Her ministry has come to the conclusion that people can be stirred up and "incited to act against the constitutional order" by "Compact" publications and events. It refers to "anti-Semitic, racist, anti-minority, historical revisionist and conspiracy theory content". According to the Office for the Protection of the Constitution, the media company is not only agitating against the German government, but also "against the political system in general".

According to the Ministry of the Interior, "Compact" uses "resistance and revolutionary rhetoric" and "distorting and manipulative representations".

In legal terms, the move is a ban on associations - according to the Ministry of the Interior, companies can also be banned under certain conditions.

What exactly is now banned?

The sale of the magazine, the website and symbols associated with the magazine. This also includes the "blue wave". Editor-in-chief Elsässer chose this relatively new symbol for a campaign to promote a change of government after the next general election in September 2025. Blue is the color of the AfD, some of whose representatives had expressed reservations about the campaign, probably because they feared a possible new party donation affair.

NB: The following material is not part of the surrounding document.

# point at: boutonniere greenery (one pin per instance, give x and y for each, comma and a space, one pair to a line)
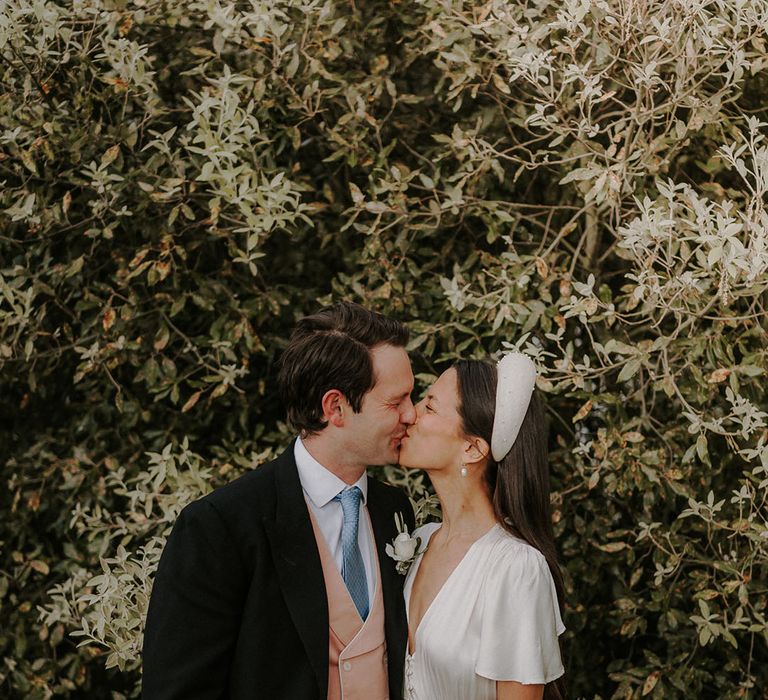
404, 548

How much influence does "Compact" have?

According to its own figures, the magazine has a circulation of around 40,000 copies, although this has not been independently verified. Compact TV has 345,000 subscribers on YouTube. According to the Federal Ministry of the Interior, "Compact" is a "central player in the networking of the "New Right"". The term "New Right" is used to describe a scene that represents ideas of an ethnically homogeneous state with authoritarian traits and at the same time sets itself apart from right-wingers who refer to National Socialism.

The media company has close links to the far-right Identitarian Movement and the far-right AfD, among others. According to the Office for the Protection of the Constitution, the regional party "Free Saxony" is also part of the inner circle.

Who is Jürgen Elsässer?

The 67-year-old has an eventful political history behind him. As an author and activist, the former teacher was once part of the far left spectrum. After 2005, Elsässer moved further and further to the far right. While other journalists are occasionally attacked on the open stage at AfD party conferences, the editor-in-chief of Compact moves like a fish in water.

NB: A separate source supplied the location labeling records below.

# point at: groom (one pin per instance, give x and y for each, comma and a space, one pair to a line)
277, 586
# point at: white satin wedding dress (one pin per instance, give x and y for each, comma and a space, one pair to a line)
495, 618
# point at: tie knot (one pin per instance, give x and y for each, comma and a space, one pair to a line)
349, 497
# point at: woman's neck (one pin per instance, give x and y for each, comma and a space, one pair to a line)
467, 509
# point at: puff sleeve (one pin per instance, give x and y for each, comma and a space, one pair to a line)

"Of course the AfD is an important factor," he said recently at an open-air event in Sonneberg, Thuringia. At the same time, he expressed certain sympathies for the Sahra Wagenknecht (BSW) alliance and for Russian President Vladimir Putin, whom he described as a "statesman who stands up for his people, his country and his state".

Has the ban affected the AfD?

Not directly, but above all the far-right wing of the party has lost a platform for disseminating its content. The AfD member of parliament Jürgen Braun, who is not part of this current, writes on X: "Compact-Elsässer made primitive remarks against me." Nevertheless, he supports "Compact" against the, as he says, "unconstitutional ban".

The federal managing director of the Left Party, Katina Schubert, believes that it is now "unavoidable" to consider a ban on the AfD. She believes: "The ban of the right-wing hate newspaper must not remain just a symbolic drumbeat." The AfD is currently being monitored by the Office for the Protection of the Constitution as a suspected right-wing extremist organization. It is not yet clear whether the domestic intelligence service could classify the party as a confirmed right-wing extremist organization in the future.

The Bundestag, Bundesrat and Federal Government are the only constitutional bodies entitled to apply for a party ban. The decision on such an application is made by the Federal Constitutional Court. One prerequisite is that the party in question can be shown to have an aggressive, militant stance.

How unusual is a media ban?

This is relatively rare - in such cases, freedom of the press must be weighed against the arguments in favor of a ban. During his time as Federal Minister of the Interior, Thomas de Maizière (CDU) banned the right-wing extremist internet platform "Altermedia Deutschland" in 2016. In 2019, former Federal Minister of the Interior Horst Seehofer (CSU) shut down Mezopotamien Verlag und Vertrieb GmbH and MIR Multimedia GmbH as sub-organizations of the Kurdish Workers' Party PKK.